Based on the strength of association, consistency across cohorts and analyses, alternative explanations for observed effects, novelty, and potential implications for clinical practice, some of the most important findings from this study are: 1. Strong evidence for associations with ophthalmologic outcomes, for which there is currently insufficient awareness, including rarer and more serious keratoconus and cataracts; 2. The strongest signal for an outcome not typically regarded as a direct complication of atopic eczema or atopy was for Crohn’s disease; 3. Reassuringly, for people who had eczema in childhood, any risks of outcomes were comparatively small compared to outcomes already informing atopic eczema diagnosis (e.g., asthma, allergy, skin infections, conjunctivitis).
The use of routinely collected electronic health records (EHR) data comes with several strengths. Large sample size enabled follow-up of even rare outcomes. CPRD Aurum has been found to be representative of the general population of England in terms of age, sex, geographical spread and deprivation (albeit it may not necessarily be generalisable to other settings)^6^. Using primary care data to define the exposure of eczema, we were likely able to avoid some of the selection biases that can occur when studying hospital-based populations^7^.
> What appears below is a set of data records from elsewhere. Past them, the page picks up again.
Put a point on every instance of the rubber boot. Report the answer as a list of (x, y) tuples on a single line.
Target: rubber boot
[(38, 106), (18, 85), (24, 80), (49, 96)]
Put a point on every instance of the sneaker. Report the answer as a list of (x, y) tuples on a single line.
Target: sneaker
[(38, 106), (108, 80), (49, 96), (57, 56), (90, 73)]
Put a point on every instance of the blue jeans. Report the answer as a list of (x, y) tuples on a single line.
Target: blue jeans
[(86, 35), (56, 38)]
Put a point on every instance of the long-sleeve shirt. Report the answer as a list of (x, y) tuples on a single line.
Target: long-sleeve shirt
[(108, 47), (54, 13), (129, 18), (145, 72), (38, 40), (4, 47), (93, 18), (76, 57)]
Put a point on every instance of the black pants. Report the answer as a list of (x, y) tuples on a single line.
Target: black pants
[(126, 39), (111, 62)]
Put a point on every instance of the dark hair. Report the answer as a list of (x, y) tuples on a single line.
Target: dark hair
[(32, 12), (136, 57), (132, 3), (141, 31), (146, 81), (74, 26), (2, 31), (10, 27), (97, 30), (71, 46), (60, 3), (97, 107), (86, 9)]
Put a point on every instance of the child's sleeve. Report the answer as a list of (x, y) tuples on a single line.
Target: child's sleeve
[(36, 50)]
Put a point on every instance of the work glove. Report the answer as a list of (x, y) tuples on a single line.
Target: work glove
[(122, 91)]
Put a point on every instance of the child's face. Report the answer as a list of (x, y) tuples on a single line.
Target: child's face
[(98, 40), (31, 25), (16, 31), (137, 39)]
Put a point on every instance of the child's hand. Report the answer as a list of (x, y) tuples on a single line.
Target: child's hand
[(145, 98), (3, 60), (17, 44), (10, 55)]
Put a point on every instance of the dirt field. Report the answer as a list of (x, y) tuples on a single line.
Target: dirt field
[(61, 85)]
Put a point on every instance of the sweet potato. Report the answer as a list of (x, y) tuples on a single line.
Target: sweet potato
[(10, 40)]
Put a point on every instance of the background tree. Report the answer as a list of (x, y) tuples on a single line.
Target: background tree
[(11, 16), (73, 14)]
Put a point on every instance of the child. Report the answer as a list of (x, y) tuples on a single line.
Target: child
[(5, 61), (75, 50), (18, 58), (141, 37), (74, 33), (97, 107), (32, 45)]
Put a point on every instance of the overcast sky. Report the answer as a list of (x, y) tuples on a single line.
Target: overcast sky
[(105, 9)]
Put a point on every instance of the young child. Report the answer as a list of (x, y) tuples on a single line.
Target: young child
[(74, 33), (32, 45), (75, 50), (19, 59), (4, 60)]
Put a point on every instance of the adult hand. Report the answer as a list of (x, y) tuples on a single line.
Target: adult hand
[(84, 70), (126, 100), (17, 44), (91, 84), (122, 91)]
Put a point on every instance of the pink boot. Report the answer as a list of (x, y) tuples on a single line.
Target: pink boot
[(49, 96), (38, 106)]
The use of ICD-10 coded hospital records allowed us to systematically and comprehensively study all hospital-recorded diseases, a previously underutilised strength of electronic health records. Ascertaining outcomes in hospital records may also make observed differences less likely to be due to ascertainment bias (e.g., people with eczema may consult their GP more frequently because of their eczema, but are unlikely to be admitted to hospital more frequently). The use of different ICD-10 mappings is another strength of this study. Firstly, the use of GBD codes gives a more compact overview across diseases, and results will be comparable to those from the Global Burden of Disease Studies. Secondly, the use of phecodes complements the use of category-level ICD-10 codes. While many diseases of interest correspond well to category-level ICD-10 codes, for some, phecodes offer a more clinically useful definition. However, the use of unmapped category-level ICD-10 codes has the advantage of giving a complete picture of all hospital records, as well as outcomes being non-overlapping.
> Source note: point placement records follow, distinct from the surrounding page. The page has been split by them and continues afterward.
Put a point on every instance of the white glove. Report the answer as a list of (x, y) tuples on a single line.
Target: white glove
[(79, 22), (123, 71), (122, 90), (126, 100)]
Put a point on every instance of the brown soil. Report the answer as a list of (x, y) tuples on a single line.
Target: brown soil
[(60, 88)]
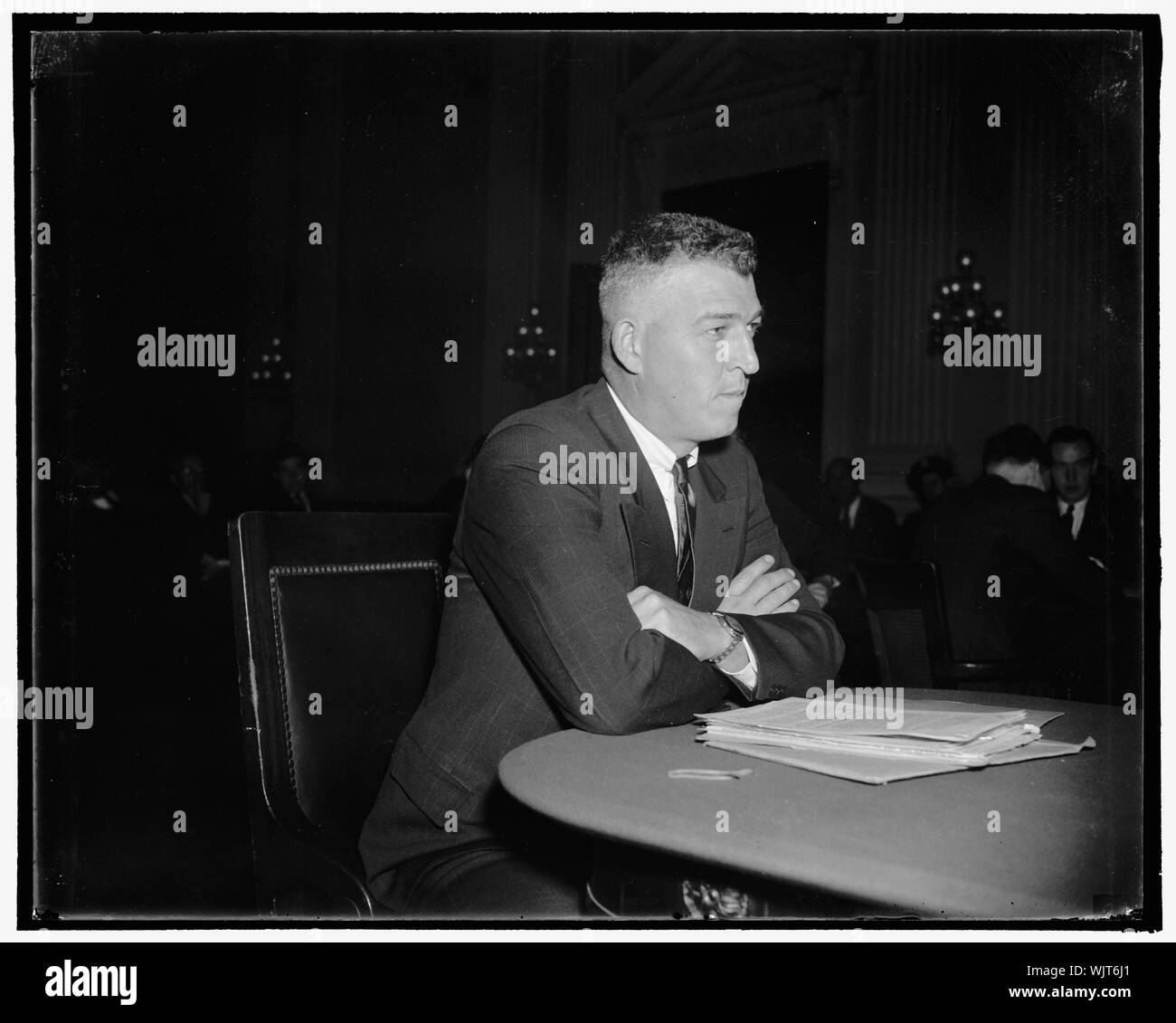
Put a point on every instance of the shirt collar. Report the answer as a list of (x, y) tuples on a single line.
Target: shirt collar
[(1062, 505), (657, 451)]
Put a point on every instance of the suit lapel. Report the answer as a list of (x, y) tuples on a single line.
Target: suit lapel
[(650, 535), (717, 536)]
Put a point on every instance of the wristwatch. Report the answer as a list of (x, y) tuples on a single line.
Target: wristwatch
[(736, 631)]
Previous hypothesis-free studies exploring eczema outcomes employed study designs not accounting for the temporality of associations and low granularity of outcomes (e.g., on ICD-10-chapter level)^8^. Our study offers high granularity of outcomes using a study design that could be employed in hypothesis-testing studies. The evidence created through this approach is a more useful starting point for future studies, allowing these to focus on outcome-specific considerations.
This study has limitations. Results may be biased by individuals already having the outcome of interest before it is captured in hospital records. We excluded individuals who already had a record for the outcome under analysis before the index date and performed sensitivity analyses requiring previous hospital admission. These measures are, however, unlikely to account for all instances of individuals already having the relevant outcome before they develop eczema. For some outcomes, adjustment for comorbidities recorded in primary care at baseline can partially account for outcomes pre-dating eczema (e.g., a large attenuation is seen for asthma in comorbidity-adjusted [including for asthma] results).
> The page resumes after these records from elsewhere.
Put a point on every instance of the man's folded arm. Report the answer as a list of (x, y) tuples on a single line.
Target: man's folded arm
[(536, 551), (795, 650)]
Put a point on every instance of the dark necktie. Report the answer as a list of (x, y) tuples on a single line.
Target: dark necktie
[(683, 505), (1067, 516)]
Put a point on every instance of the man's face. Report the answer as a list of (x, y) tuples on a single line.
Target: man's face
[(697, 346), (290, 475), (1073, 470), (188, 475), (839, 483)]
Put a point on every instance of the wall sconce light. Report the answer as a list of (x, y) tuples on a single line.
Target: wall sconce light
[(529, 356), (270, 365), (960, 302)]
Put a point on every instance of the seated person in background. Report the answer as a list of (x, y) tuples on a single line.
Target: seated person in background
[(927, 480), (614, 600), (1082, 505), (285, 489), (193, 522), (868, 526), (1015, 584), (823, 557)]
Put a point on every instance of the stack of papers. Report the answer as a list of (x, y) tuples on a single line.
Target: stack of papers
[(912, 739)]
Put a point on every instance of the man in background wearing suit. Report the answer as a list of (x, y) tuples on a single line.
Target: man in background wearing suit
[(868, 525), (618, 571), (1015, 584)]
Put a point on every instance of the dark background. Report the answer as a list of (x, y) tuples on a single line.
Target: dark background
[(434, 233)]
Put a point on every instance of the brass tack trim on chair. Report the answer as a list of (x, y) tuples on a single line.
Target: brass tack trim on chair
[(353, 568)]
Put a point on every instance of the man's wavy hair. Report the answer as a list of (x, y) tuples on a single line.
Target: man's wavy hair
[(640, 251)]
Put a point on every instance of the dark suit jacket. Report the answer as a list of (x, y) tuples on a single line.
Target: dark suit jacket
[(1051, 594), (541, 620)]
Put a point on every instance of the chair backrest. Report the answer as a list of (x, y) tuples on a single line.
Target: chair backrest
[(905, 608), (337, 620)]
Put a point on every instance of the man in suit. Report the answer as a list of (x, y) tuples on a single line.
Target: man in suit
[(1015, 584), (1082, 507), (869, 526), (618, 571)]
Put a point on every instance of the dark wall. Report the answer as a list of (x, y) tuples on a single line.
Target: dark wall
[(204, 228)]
A limitation of this large-scale study is a lack of outcome-specific confounding adjustment strategies. While our covariate set of primary care assessed comorbidities was chosen based on the existing literature to include the most relevant comorbidities of eczema, there may still be residual confounding for any outcomes.
Information bias, including misclassification of exposure and outcome as well as their timings, needs to be considered, and can vary for each individual outcome. For example, outcomes that can present with a rash might be initially misdiagnosed as eczema until they get the correct diagnosis; a likely explanation for many other skin disease outcomes, including psoriasis, but also other outcomes presenting with rash, such as systemic lupus erythematosus and certain lymphomas^9^. Outcome status and timing may also be misclassified, both through factors relating to disease progression (e.g., a long lead time before diagnosis), as well as factors relating to the use of hospital admission data to capture outcomes (e.g., outcomes not requiring hospital admission only being recorded when individuals are admitted to the hospital for a different reason).
An important finding of our study was the stark difference between the < 18 cohort (i.e., exposed individuals met the eczema definition before their 18th birthday) and the other cohorts. In the < 18 cohort, eczema was associated with fewer outcomes, absolute risk increases were less distributed across organ systems, and several outcomes found to be associated in the other cohorts were not associated in the < 18 cohort (Supplementary Table 8). Several factors may explain these differences. Firstly, follow-up extending a maximum of 25 years may be too short to observe outcomes occurring most commonly in older age, or outcomes for which the risk may only increase after many years of living with eczema (potentially due to chronic systemic inflammation)^10^.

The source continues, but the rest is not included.